The material McClintock bought is all readily portable and exactly matches the goods which our Inuit sources say they recovered from it. It’s very interesting how closely these tally. Possibly William Wentzel, William Closson and the man who carved the ‘illegible letters’ on his knife were among the last survivors living on this ship?

Hall, McClintock and Schwatka were all told that a ‘dead white man’ was found on the ship. All agreed that he was large. Koo-nik told Hall that this man’s body was partially decomposed ‘smelt very bad’ and that his body was lying on the floor in a locked cabin. That’s my interpretation of what she told Hall, that the Inuit ‘broke into a place that was fastened up and there found a very large white man who was dead’. The same basic story was told to McClintock also.

At some point later the Inuit returned to find that the ship had sunk with only her masts visible above sea-level. If the ship which has been found had its masts set when it sank, then it looks as though their tips would have been visible while they remained erected. So this tallies. The loss of the ship was clearly a shock to the Inuit as it largely cut them off from the valuable materials contained within. Persistently the accounts blame the Inuit who visited the ship for ‘breaking a hole’ in it, so that when the ice holding the ship afloat melted it sank. This has always seemed rather unlikely – the ships were so stoutly constructed you would need very substantial tools to cut a hole in their hulls. When we look at the images Parks Canada has released we can see that the ship has huge damage to its stern – which is basically missing. That damage must have been caused by ice, but perhaps it was how the Inuit gained access to the ship. If men of the Expedition were living on the ship at the time, they would have known that damage of this magnitude meant they had to abandon ship and seek salvation by the ship’s boats or land. So as well as being the entry point for the Inuit, it looks like this damage was the trigger for the last men to abandon the ship, as they would know that once the ice melted it would sink.

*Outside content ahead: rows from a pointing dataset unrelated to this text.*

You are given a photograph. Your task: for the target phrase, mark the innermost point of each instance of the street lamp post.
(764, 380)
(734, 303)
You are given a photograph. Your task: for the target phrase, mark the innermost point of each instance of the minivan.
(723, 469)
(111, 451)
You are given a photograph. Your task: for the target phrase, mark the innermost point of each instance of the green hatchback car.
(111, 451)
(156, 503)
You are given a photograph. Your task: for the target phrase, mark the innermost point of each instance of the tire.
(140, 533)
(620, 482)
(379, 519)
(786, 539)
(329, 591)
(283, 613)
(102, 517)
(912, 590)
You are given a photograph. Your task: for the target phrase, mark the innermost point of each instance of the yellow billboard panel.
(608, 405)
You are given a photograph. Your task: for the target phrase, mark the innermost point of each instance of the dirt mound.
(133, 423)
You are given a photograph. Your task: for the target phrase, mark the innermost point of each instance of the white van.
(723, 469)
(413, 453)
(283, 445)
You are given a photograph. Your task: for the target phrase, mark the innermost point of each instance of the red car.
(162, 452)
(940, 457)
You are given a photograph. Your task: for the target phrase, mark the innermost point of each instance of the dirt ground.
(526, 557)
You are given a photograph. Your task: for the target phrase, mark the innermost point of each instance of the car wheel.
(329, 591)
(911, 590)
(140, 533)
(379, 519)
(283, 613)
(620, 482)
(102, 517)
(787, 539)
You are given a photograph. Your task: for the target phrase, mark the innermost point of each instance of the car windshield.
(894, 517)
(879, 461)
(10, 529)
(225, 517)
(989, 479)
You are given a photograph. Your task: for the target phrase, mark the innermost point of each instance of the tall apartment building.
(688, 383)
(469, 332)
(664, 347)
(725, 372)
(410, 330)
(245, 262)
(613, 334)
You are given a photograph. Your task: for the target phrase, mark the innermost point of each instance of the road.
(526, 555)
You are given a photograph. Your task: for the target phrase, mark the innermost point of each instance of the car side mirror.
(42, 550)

So why did the Inuit blame themselves (or each other?) for damaging the ship so badly that they were responsible for its sinking? Perhaps the story of the breaking of the interior door into the cabin containing the corpse grew with the telling, and later this action was blamed at second hand for causing the damage which sank the ship.

There is a similar consistency in the accounts of sightings of men from this ship ashore hunting. The stories describe three men and a dog, and it is intriguing that the Expedition took a Newfoundland dog named Neptune with them. Newfoundlands (sadly) don’t live to be very old, but if ‘Nep’ had been one when the Expedition sailed he could still have been an active dog six or seven years later. It seems highly significant that he WAS alive at this point – starving men don’t keep a dog for very long… Given the remarkable consistency of what our Inuit witnesses said they saw with the finds McClintock recovered and the evidence from the ship today, there is no reason to doubt them and you can find detailed accounts of these sightings in Woodman, Eber and elsewhere. Of course it doesn’t mean that ONLY three men survived on the ship – this was, we are told, a hunting party which leaves open the prospect of other men remaining on the ship.

Perhaps I am being naïve, but to me the evidence that the ship was ‘housed’ with its awning, coal or wood was burned and hunting parties sent out from it, which included a domestic dog, suggests that the party on board the ship was in some reasonable order, at least when it first arrived. Provisioning by hunting, sealing and fishing must always have been hard, but the men who survived would have become proficient and, of course, there would be fewer mouths to feed as time passed. Perhaps this ship arrived at its anchorage in reasonable order and the final blow, which forced the men to abandon it and seek salvation ashore, was the ice damage to the stern and the side of the ship which we see in the images released by Parks Canada.

I am sure that much more evidence will emerge in due course and existing finds and accounts will have to be re-assessed in much more detail than in this brief account. However, this is my first ‘stab’ at assimilating what we have learned.